The Lord Jesus approaches each one of us with the same question, “Do you really want to be healed – to be forgiven, set free from guilt and sin, from uncontrollable and from hurtful desires and addictions?

 The first essential step is the desire for change. If we are content to stay as we are, then no amount of coaxing will change us. But. If we desire that change in our lives, we must first wake up to our true condition.

Truthfully admitting who we really will also turn us away from self-delusion. We can be in church our whole life. We can be inches from the Source of healing and salvation and still be gripped by paralyzing pride. It’s great we have been in the church all of our life.  The question that needs to be answered is “Is the Church in us?”

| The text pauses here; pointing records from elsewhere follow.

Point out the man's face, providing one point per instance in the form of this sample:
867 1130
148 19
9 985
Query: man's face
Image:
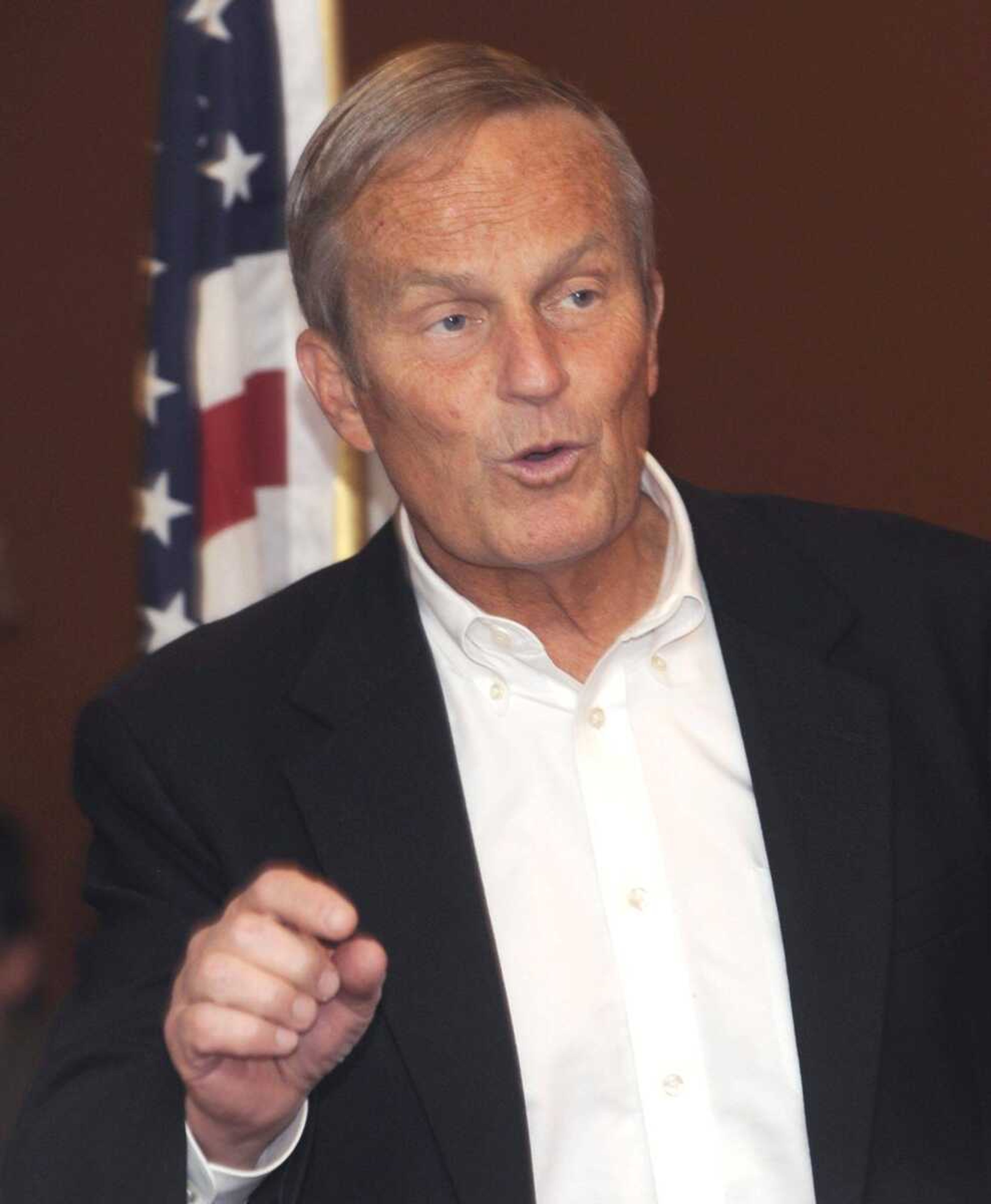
506 350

Jesus wants our response to be filled with thirst and enthusiasm, “He wants us to say, “Yes, Jesus, I trust in you!” Jesus’ words to this man are almost identical to what he said to the paralytic he healed in Capernaum., In each miracle, Jesus did not cure merely a physical paralysis but a spiritual one, and he does it in such a way that he wants us, in faith, to trust in his healing power and cooperate, however little, in the miracle. He wants us to participate in our own healing and set out more fully on the journey of faith.

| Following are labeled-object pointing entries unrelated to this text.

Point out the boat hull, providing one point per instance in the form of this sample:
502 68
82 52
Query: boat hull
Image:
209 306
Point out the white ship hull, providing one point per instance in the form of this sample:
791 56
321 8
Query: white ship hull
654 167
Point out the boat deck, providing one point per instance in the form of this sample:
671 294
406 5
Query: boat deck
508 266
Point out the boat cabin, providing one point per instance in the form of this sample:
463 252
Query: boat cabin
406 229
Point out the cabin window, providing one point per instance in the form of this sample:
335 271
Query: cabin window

It’s critical that this Lent and every Lent to ask ourselves whether we are advancing in this Living Water, whether we’re allowing Jesus to raise within us whatever is dead. Jesus wants to cure us of our spiritual stagnation! But he wants us to want to be cured!

Today, let’s begin walking with the Lord through our souls and as we come on these paralyzed men in our hearts, let’s allow the Lord to heal that man and then let’s move on.

What is waiting for us is  beyond our paralysis is truly amazing.

Prayer of The Day

“Lord Jesus, put within my heart a burning desire to be changed and transformed in your way of holiness. Renew in me a fervent love and desire to do whatever is pleasing to you and to refuse whatever is contrary to your will.”

Daily Note

The paralyzed man represents all who lack the power to move themselves to complete healing, to find the fulfillment of our common human calling to become like God in holiness. But think for a moment about how we have all learned to adapt to our favorite sins, how we have become comfortable with whatever forms of corruption have become second nature to us over the years.  By virtue of coming to Church, we are apparently religious people, but that does not mean that we truly want to be healed.  For to be healed means obeying the Lord’s command to this fellow: “Rise, take up your pallet, and walk.”  It requires making the effort to rise up in obedience, to be transformed personally in how we live each day, and to grow in holiness.